Carbon trading involves a market-based system designed to reduce the greenhouse gas emissions that contribute to global warming, especially carbon dioxide, by creating a financial incentive to do so. One may wonder how does this market work? Where does carbon offsetting fit into the picture?
Transactions involve buying and selling carbon credits permits between countries, which allows the holder of the carbon credits to emit a certain amount of carbon dioxide and other greenhouse gases (GHGs). In Kenya particularly, this trade dates back to 2014, when a group of 60,000 smallholder farmers in the Western region under the Kenya Agricultural Carbon Project (KACP) earned carbon credits for sustainable farming. These carbon credits had been issued under the Sustainable Agricultural Land Management (SALM) carbon accounting methodology. This resulted in Kenya being considered a rich carbon offset sink.
Consequently, Kenya adopted a National Climate Change Action Plan under the Climate Change Act of 2016, whose purpose was to regulate carbon trading in Kenya, and whilst doing so, guide the country towards achieving low-carbon, climate-resilient sustainable development. This strategy fell short of its target as it never specifically addressed how trading in carbon credits, as a climate change response, will be regulated in Kenya; Carbon trading was an almost opaque undertaking due to Kenya’s absence of requisite laws and limited regulatory framework. Nevertheless, Kenya still intended to commit to voluntary cooperation under Article 6 of the Paris Agreement to govern its engagement in the carbon market.
Thereafter, the Ministry of Environment, Climate Change, and Forestry developed the Draft Climate Change (Amendment) Bill, 2023, which was envisioned to factor in carbon markets as well as compensate where the initial Climate Change Act of 2016 failed to measure up. This Bill seeks to adopt and imbed an Environmental, Social, and Governance (ESG) corporate culture, furthering Kenya’s performance on various sustainability and ethical issues.

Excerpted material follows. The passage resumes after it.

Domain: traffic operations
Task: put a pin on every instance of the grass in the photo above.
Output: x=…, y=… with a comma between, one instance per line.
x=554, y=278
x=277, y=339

In doing so, the Bill proposed that the National Climate Change Action Plan (NCCAP) adopts different methods for engaging carbon markets. To begin with, there is a proposal for having an annual carbon budget, which shall be informed by the National Greenhouse Gas Inventory and guide on emission allocation for Nationally Determined Contributions and trading. The Bill further seeks to introduce reviewing and recommending the level of compliance with international climate commitments and identify priority actions to explore carbon trading. As aforementioned, Kenya was lacking in its regulatory framework, particularly on carbon trading exploration. This, hopefully, will not be the case anymore as the National Climate Change Action Plan has been tasked to prepare proposals and plans for the pursuit of carbon trading.
Additionally, the Bill has introduced a regulatory framework meant to govern participation in carbon markets, such as establishing a National Carbon Registry and regulating the creation and trade in carbon credits. This establishment oversees carbon credits transactions and management. Moreover, a mandatory environmental and social impact assessment under the Environmental Management and Co-ordination Act, 1999, for each carbon trading project has been introduced. Essentially, this is to monitor any form of environmental degradation that may result from carbon trading.
In conclusion, the Bill will anchor the legal framework to guide domestic and international carbon markets and investments and enhance access to climate finance through Nationally Determined Contributions. In the long run, it is expected that Kenya’s social innovation, economic development, and sustainable governance of natural resources will spur.